If you’re interested in how this works in practice, you can check OpenAI’s function definition documentation:

https://platform.openai.com/docs/guides/function-calling

Using Tools

So, we have the LLM, the LLM knows it can access some tools, knows how to run them, and what they are for. However, the LLM does not inherently have the capability to execute things like running Python scripts… or searching your documents. However, it can provide a message explaining which tool it intends to run and tell us what inputs it wishes to use to run that tool.

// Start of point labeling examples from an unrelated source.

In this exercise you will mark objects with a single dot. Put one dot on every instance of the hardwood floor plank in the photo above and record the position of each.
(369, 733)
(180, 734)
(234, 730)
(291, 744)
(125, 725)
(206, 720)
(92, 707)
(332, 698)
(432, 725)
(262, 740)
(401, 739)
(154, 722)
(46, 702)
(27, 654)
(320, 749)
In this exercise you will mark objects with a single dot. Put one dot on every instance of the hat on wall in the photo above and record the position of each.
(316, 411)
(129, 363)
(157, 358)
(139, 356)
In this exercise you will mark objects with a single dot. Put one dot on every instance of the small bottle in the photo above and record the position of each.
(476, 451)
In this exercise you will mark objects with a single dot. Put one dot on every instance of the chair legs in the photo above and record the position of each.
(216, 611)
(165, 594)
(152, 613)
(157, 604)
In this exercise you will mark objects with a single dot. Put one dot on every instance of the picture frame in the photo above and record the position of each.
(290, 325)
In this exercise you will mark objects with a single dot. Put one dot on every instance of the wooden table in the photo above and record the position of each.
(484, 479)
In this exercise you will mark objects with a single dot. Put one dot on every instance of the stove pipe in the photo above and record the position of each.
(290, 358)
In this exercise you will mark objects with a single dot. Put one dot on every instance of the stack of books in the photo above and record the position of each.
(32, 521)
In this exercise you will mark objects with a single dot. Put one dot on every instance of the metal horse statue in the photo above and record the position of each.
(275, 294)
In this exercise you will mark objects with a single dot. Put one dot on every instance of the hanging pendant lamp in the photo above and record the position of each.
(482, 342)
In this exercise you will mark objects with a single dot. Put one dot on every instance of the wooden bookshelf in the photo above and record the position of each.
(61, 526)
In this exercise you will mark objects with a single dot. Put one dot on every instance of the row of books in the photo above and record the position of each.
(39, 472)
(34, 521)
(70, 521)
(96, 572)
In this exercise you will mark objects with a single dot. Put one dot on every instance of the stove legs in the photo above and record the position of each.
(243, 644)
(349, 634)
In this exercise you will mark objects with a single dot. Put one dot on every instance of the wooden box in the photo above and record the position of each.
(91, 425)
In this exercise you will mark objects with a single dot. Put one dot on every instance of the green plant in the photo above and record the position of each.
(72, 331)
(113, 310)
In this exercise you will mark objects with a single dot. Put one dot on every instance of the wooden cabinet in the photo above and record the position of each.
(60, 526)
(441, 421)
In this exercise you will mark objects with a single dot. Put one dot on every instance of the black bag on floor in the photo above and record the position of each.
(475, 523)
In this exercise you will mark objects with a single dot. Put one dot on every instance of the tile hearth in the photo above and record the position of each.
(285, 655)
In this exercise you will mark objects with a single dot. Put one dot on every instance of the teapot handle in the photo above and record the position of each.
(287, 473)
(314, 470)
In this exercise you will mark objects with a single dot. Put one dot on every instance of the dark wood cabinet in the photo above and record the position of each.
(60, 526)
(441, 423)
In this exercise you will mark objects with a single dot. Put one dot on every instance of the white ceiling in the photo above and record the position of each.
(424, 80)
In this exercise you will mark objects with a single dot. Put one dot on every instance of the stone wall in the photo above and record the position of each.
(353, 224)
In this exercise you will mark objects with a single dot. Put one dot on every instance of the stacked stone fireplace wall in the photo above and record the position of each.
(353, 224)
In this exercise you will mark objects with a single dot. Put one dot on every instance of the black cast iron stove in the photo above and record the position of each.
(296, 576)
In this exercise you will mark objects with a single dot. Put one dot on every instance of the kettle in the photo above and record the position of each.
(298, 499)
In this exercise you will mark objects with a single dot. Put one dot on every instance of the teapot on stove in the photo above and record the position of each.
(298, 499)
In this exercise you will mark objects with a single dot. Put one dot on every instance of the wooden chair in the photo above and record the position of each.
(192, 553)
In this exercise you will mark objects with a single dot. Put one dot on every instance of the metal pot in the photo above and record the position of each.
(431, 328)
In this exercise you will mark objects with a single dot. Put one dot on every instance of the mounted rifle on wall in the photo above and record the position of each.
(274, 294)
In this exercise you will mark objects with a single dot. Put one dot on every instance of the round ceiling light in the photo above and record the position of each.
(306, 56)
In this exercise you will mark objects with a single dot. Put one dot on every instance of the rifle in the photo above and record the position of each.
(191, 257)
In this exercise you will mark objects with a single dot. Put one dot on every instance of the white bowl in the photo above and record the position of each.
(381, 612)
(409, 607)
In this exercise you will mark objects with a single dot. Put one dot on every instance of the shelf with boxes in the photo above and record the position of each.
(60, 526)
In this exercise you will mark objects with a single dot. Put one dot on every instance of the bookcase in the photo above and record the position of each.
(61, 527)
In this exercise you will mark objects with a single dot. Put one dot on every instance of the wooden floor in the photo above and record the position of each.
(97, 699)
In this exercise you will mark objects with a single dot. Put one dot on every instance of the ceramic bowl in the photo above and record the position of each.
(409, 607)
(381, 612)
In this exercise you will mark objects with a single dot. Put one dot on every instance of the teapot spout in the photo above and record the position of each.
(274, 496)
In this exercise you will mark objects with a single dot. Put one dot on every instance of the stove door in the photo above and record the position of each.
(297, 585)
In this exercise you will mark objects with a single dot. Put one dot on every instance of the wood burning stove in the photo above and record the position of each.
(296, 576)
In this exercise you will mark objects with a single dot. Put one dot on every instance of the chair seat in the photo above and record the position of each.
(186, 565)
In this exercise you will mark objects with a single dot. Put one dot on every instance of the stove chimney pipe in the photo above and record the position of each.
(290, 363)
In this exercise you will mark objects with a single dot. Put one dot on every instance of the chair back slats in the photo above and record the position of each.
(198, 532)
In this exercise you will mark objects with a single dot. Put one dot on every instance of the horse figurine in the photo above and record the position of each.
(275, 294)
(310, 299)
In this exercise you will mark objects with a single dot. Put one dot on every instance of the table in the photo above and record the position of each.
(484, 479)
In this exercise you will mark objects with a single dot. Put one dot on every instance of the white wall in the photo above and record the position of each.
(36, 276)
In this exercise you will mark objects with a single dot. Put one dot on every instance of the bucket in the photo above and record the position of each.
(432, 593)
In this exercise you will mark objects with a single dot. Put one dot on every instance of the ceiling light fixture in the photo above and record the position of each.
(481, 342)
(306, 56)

Let’s illustrate with the following scenario:

  • We have an AI Agent using LLM.

  • We provided the technical_documentation_search tool, with expected input as query: str. And the description is “This is very useful when you need to search internal technical documentation for answers.”

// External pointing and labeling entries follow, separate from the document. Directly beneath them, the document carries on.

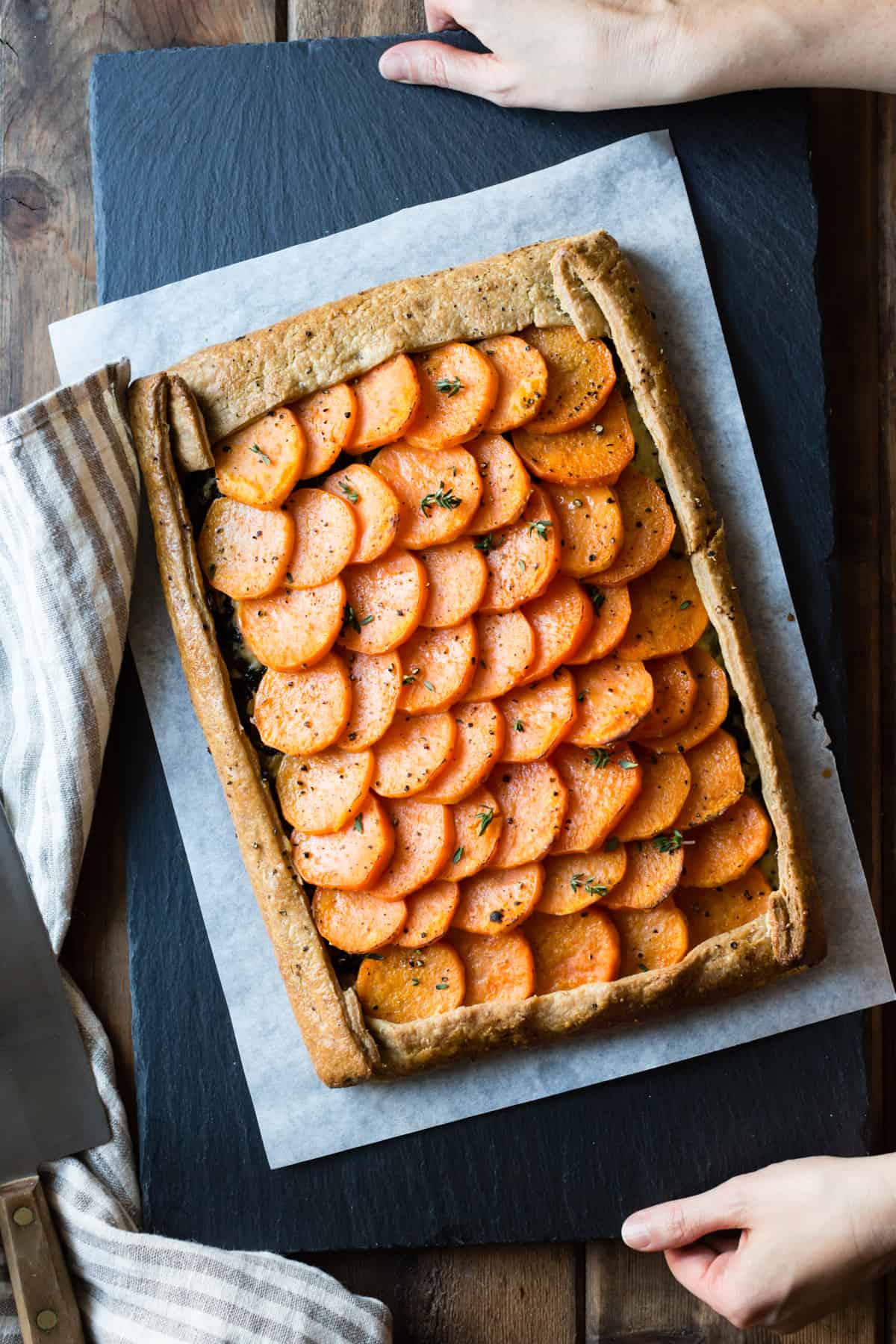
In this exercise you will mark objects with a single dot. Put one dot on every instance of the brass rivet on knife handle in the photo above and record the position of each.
(40, 1284)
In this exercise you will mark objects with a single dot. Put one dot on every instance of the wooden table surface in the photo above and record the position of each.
(529, 1295)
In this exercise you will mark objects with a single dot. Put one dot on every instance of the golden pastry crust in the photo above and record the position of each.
(586, 280)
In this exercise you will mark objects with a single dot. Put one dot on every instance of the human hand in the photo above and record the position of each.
(578, 55)
(812, 1231)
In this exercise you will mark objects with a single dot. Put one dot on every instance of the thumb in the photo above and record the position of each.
(444, 66)
(684, 1221)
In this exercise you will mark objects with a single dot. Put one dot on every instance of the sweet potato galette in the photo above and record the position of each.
(457, 620)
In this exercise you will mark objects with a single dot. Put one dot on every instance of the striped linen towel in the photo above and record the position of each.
(69, 487)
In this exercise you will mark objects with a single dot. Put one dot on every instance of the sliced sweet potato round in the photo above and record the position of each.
(668, 615)
(573, 951)
(376, 685)
(612, 611)
(727, 907)
(665, 783)
(585, 456)
(356, 922)
(652, 939)
(494, 900)
(648, 524)
(438, 492)
(480, 738)
(260, 463)
(413, 752)
(538, 717)
(326, 532)
(497, 969)
(375, 507)
(320, 793)
(477, 830)
(590, 527)
(602, 786)
(532, 800)
(403, 984)
(523, 382)
(675, 692)
(352, 858)
(575, 880)
(457, 576)
(727, 847)
(388, 399)
(293, 628)
(505, 483)
(613, 697)
(458, 389)
(305, 712)
(507, 651)
(429, 914)
(716, 780)
(385, 603)
(423, 840)
(581, 378)
(561, 621)
(328, 421)
(245, 551)
(653, 871)
(438, 667)
(521, 558)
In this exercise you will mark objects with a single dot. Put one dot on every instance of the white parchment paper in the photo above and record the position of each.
(633, 188)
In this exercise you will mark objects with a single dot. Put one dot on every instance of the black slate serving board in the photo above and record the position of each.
(205, 158)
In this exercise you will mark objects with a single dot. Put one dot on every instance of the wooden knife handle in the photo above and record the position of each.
(40, 1284)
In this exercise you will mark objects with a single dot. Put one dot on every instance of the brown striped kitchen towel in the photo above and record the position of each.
(69, 491)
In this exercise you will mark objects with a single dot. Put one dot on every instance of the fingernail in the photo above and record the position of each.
(635, 1233)
(394, 66)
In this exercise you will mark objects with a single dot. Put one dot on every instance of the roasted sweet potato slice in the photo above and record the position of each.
(573, 951)
(668, 615)
(352, 858)
(532, 800)
(438, 667)
(612, 611)
(505, 483)
(507, 651)
(649, 529)
(727, 847)
(375, 507)
(652, 939)
(402, 984)
(480, 738)
(538, 717)
(613, 697)
(602, 786)
(385, 603)
(320, 793)
(413, 752)
(455, 576)
(665, 784)
(293, 628)
(523, 382)
(305, 712)
(724, 909)
(458, 389)
(245, 551)
(575, 880)
(581, 378)
(494, 900)
(423, 840)
(477, 830)
(376, 685)
(356, 922)
(521, 558)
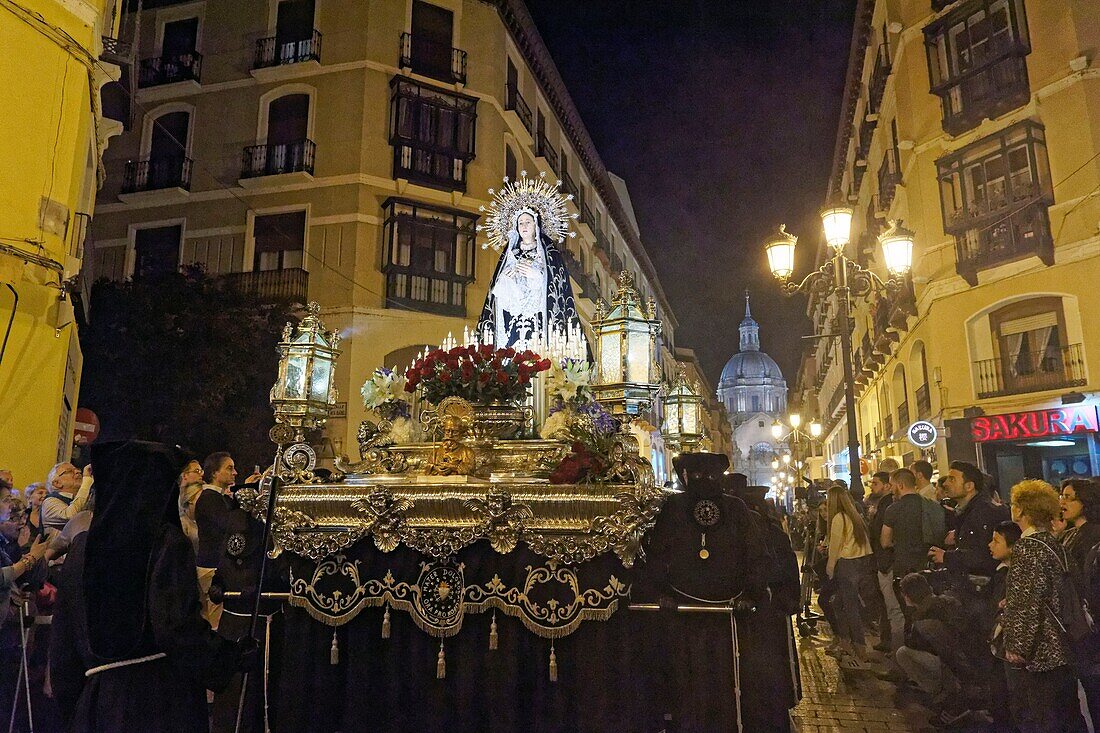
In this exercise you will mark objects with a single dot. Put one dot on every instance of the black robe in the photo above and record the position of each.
(129, 592)
(165, 696)
(692, 673)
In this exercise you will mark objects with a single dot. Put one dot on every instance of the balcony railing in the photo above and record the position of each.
(157, 173)
(570, 187)
(290, 285)
(986, 91)
(515, 102)
(169, 68)
(1033, 371)
(545, 150)
(436, 293)
(923, 402)
(589, 217)
(276, 159)
(432, 58)
(274, 51)
(116, 52)
(879, 75)
(889, 177)
(902, 415)
(990, 240)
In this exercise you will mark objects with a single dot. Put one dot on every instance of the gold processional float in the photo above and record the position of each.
(524, 453)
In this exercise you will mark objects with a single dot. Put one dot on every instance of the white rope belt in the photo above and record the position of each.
(124, 663)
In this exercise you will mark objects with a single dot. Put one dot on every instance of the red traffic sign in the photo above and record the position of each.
(86, 427)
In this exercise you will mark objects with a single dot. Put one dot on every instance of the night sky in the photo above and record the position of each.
(722, 118)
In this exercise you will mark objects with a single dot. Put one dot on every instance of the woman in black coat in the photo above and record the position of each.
(129, 648)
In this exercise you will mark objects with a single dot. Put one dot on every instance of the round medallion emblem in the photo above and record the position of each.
(706, 513)
(235, 545)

  • The user asks: “Hey, how do I use Ollama with DeepSeek R1?”

In this scenario, what actually happens is:

The LLM generates a reply simplified to: “Run the tool technical_documentation_search, query = ‘Using Ollama and DeepSeek R1.'”

In reality, the LLM takes our AI Agent application out of its “world.” It instructs the system to reference an external resource.

Observing Tool Responses

If everything goes well, by this point, your AI Agent has run a tool. Remember, this tool can be anything. For example, our technical_documentation_search tool itself might be a RAG (Retrieval Augmented Generation) application that uses another LLM to generate responses to queries. The key point is that ultimately we may have run the tool by querying “Using Ollama and DeepSeek R1,” and the response is “You can pull the DeepSeek R1 model by enabling ollama pull deepseek-r1 and run the DeepSeek R1 model with ollama run deepseek-r1,” or something similar. But this is not the end, as the original LLM that constitutes our AI Agent core has not yet received a response.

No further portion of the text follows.